Therapy is meant to be a place of healing, understanding, and growth.

But what happens when the very person who is supposed to help you ends up making things worse?

I recently had an experience with a therapist that left me feeling drained, invalidated, and more dysregulated than before I started. It took me some time to process what had happened, but I now see the warning signs clearly.

If you’re looking for a therapist or wondering if yours is the right fit, here are the red flags to watch out for.

1) You Feel Worse After the Sessions

Therapy can bring up difficult emotions, but you should leave feeling at least a little lighter, with some sense of clarity or direction.

I left my sessions feeling completely drained. I had no motivation the next day, and my mood crashed. Instead of progress, I felt like I was spiraling.

One session even left me re-experiencing trauma with no guidance on how to regulate myself afterward. That is not what trauma therapy should be like.

A good therapist helps you process, not just relive, your trauma.

2) Frequent Mistakes and Lack of Attention to Detail

A therapist should remember key details about you. They don’t need to recall every little thing, but if they consistently get basic facts wrong, it’s a sign they aren’t fully engaged.

My therapist:

  • Thought I had an older brother when I have a younger one.
  • Believed I traveled to Australia every month when my parents live in Europe.
  • Assumed I was looking for DBT therapy when I had been clear about my experiences with Solution-Focused Therapy.

One mistake is forgivable. But repeated misunderstandings show a lack of care and presence.

3) Invalidation and Judgment

A therapist’s role is to help you explore your emotions, not make you feel dismissed or judged.

I told her I got phone numbers from a few women but started feeling nervous and unsafe. Instead of addressing the nervous system response, she seemed confused about why I was even getting numbers.

She also asked about my daily routine. I thought this was relevant to something. I shared my routine about work, exercise and socializing in the evening to try to regulate my nervous system. She just stared at me silently and moved on.

No acknowledgment. No validation. Just judgment.

That silence stayed with me. I regretted sharing.

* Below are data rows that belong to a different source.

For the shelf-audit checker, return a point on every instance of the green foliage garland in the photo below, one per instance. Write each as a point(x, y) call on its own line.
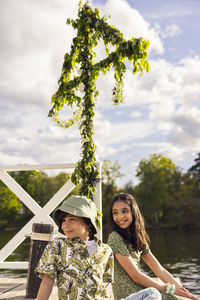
point(80, 72)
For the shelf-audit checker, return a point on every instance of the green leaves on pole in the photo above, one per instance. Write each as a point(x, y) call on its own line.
point(80, 72)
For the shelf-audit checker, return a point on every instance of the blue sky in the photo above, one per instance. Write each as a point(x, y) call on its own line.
point(161, 111)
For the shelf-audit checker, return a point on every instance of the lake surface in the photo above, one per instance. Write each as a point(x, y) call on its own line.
point(177, 251)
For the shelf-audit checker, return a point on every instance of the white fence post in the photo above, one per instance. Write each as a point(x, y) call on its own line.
point(41, 214)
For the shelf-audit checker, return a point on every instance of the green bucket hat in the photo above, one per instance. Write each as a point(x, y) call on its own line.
point(79, 206)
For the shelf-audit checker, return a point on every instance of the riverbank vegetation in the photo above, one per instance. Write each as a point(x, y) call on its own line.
point(168, 197)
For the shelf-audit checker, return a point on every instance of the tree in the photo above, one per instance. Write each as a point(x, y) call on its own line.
point(152, 192)
point(9, 206)
point(195, 169)
point(195, 172)
point(80, 72)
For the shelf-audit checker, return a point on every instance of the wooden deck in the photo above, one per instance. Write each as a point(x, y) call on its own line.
point(15, 289)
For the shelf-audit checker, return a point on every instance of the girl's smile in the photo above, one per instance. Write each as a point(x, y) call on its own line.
point(122, 215)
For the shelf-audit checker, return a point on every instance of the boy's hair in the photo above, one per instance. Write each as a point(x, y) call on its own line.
point(138, 238)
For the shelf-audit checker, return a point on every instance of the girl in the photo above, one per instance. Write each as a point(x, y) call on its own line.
point(129, 241)
point(81, 264)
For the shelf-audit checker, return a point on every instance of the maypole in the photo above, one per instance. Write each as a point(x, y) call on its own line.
point(80, 72)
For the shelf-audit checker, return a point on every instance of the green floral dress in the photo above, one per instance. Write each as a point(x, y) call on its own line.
point(78, 275)
point(123, 285)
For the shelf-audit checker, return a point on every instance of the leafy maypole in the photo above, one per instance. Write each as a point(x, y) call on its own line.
point(80, 72)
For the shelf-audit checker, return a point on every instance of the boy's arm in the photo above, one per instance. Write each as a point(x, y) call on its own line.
point(45, 288)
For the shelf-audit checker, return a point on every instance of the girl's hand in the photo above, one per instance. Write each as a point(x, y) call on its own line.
point(181, 291)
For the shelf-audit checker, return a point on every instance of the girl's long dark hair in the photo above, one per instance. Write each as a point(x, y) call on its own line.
point(137, 235)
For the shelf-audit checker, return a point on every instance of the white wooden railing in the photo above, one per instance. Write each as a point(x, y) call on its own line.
point(41, 214)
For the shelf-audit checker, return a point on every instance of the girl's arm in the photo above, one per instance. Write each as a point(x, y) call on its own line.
point(128, 264)
point(137, 276)
point(45, 288)
point(165, 276)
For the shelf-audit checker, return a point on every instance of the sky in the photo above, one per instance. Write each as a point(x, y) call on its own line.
point(161, 110)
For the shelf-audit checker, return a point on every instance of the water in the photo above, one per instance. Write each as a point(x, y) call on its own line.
point(177, 251)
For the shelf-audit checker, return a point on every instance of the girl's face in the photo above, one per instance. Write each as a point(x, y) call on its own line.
point(122, 215)
point(74, 226)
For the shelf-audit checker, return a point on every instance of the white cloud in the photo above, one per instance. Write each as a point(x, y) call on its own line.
point(164, 103)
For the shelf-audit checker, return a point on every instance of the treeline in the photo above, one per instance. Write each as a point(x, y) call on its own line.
point(168, 198)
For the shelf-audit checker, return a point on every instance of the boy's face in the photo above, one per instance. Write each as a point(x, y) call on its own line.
point(74, 226)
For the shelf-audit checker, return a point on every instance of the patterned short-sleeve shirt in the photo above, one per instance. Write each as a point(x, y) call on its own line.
point(78, 275)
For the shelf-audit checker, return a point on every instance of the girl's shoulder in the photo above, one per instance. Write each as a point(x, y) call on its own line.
point(115, 236)
point(106, 248)
point(117, 243)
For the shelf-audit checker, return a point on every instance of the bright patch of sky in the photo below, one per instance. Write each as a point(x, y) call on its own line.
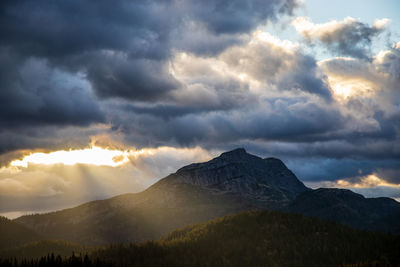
point(366, 11)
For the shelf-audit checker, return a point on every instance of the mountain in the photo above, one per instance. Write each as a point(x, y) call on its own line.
point(233, 182)
point(347, 207)
point(14, 234)
point(258, 238)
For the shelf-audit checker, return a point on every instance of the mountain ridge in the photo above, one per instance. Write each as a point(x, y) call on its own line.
point(233, 182)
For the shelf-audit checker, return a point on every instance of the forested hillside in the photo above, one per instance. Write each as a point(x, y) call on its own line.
point(249, 239)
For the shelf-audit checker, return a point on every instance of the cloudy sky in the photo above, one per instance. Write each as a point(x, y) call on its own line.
point(99, 99)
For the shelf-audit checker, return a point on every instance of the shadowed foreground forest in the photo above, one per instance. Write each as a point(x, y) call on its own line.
point(246, 239)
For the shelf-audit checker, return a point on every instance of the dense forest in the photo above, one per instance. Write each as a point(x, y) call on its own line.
point(247, 239)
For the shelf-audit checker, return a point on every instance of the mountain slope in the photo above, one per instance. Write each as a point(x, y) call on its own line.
point(347, 207)
point(235, 181)
point(259, 239)
point(14, 234)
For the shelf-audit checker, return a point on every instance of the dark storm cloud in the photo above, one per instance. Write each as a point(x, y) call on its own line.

Talking to her felt like an interrogation with negative judgement.

4) Inserting Personal Beliefs Instead of Listening

A therapist should help you explore your own thoughts, not impose their own beliefs onto you.

During one session, I mentioned dating girls. She corrected me to say dating women. That felt strange, but I let it go.

Later, she made a point to emphasize that I was dating “within my age group.” I had never mentioned age.

Why was she inserting something that wasn’t relevant to the conversation?

That comment felt intrusive and unnecessary, and it irritated me for hours afterward.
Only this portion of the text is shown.